The Combat Survivor Evader Locator class was the first held for soldiers of 4th Combat Aviation Brigade, 4th Infantry Division, since the unit received the radios.
“The purpose of this training is to provide instruction to soldiers regarding the loading, upgrading, maintenance, troubleshooting and functions of the CSEL equipment,” said Matthew P. Leib, CSEL instructor.
The equipment serves as a radio and beacon and allows pilots and crew members to communicate with headquarters in areas where other radios wouldn’t work. The 4th CAB received about 150 CSEL radios and 10 sets of CSEL loading equipment.
The first three days of the class were for flight operation soldiers, who are in charge of maintaining and loading information into the CSEL equipment. The last two days trained the pilots, crew chiefs and crew members to properly troubleshoot and use the functions of the CSEL radios.
“This is my first time dealing with CSEL equipment,” said Spc. Darries Day, flight operations, 2nd General Support Aviation Battalion, 4th Aviation Regiment, 4th CAB, 4th Infantry Division. “Getting the hands-on training with the CSEL equipment has taught me a lot in just three days.”
Chief Warrant Officer 3 Lee E. Kokoszka, battalion tactical operations officer, Headquarters and Headquarters Company, 2nd GSAB, 4th Aviation Regiment, will eventually oversee all the battalion’s CSEL training for pilots, crew members and flight operations.
“This training is a key tool to help us enable pilots, crews and crew chiefs to facilitate their own recovery,” said Kokoszka. “The training is a good thing, because our guys get hands-on training which enables us to learn from the base level and all the way up.”
The CSEL is not like the survival radios of the past. It needs constant upgrade and maintenance.
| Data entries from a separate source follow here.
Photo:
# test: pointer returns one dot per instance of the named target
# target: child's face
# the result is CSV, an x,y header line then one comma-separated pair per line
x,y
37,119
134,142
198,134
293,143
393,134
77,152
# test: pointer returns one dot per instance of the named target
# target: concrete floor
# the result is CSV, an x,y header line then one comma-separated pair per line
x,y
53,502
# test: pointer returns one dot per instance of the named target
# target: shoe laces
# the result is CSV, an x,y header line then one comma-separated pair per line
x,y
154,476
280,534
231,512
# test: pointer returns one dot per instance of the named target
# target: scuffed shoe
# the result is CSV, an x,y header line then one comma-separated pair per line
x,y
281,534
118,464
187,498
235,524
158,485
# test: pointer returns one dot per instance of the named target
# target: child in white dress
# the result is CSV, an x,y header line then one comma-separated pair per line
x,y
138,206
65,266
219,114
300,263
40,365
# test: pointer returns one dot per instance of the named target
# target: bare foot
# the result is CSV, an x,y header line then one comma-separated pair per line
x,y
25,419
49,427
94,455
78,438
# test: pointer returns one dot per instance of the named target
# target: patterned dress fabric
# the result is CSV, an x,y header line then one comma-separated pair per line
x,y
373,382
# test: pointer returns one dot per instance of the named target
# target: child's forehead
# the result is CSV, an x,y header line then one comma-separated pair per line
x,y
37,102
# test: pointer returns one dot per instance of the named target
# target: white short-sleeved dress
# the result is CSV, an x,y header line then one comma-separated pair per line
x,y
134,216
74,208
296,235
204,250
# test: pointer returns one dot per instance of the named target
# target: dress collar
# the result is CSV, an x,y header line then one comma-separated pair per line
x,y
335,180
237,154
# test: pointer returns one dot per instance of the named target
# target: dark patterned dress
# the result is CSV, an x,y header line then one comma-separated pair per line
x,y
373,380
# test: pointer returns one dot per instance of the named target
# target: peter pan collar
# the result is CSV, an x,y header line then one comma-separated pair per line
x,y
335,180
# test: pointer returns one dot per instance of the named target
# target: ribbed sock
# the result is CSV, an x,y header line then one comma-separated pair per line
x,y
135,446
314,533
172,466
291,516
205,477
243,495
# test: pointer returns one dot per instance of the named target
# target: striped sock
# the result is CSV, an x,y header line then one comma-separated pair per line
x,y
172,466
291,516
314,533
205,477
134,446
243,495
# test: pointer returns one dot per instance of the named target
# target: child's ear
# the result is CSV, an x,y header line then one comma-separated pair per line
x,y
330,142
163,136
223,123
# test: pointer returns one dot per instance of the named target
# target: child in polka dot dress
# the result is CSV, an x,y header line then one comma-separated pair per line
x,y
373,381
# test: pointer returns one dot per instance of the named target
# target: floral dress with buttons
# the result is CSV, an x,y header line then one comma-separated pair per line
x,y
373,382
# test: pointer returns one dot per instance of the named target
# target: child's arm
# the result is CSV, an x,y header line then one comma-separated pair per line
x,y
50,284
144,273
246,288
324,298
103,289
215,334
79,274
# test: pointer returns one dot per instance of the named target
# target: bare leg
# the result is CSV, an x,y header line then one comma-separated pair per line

The training on it is necessary, because, if used properly, CSEL is a critical factor in personnel recovery, and is a proven lifesaver, Leib said.
“If all the crew chiefs and pilots know how to use the CSEL equipment, the survival rate jumps up a couple of notches,” said Day. “Knowledge is power, and knowing how to work your equipment can save your life one day.”
The equipment is critical in helping rescue downed soldiers quickly.
“The CSEL equipment allows us to find individuals faster, where their location is and what kind of situation they are in at the time,” said Kokoszka.
The initial CSEL class taught by Leib consisted of flight operation soldiers and 30 pilots. Future classes for the 4th CAB will be taught by the soldiers and pilots who completed this iteration of CSEL training.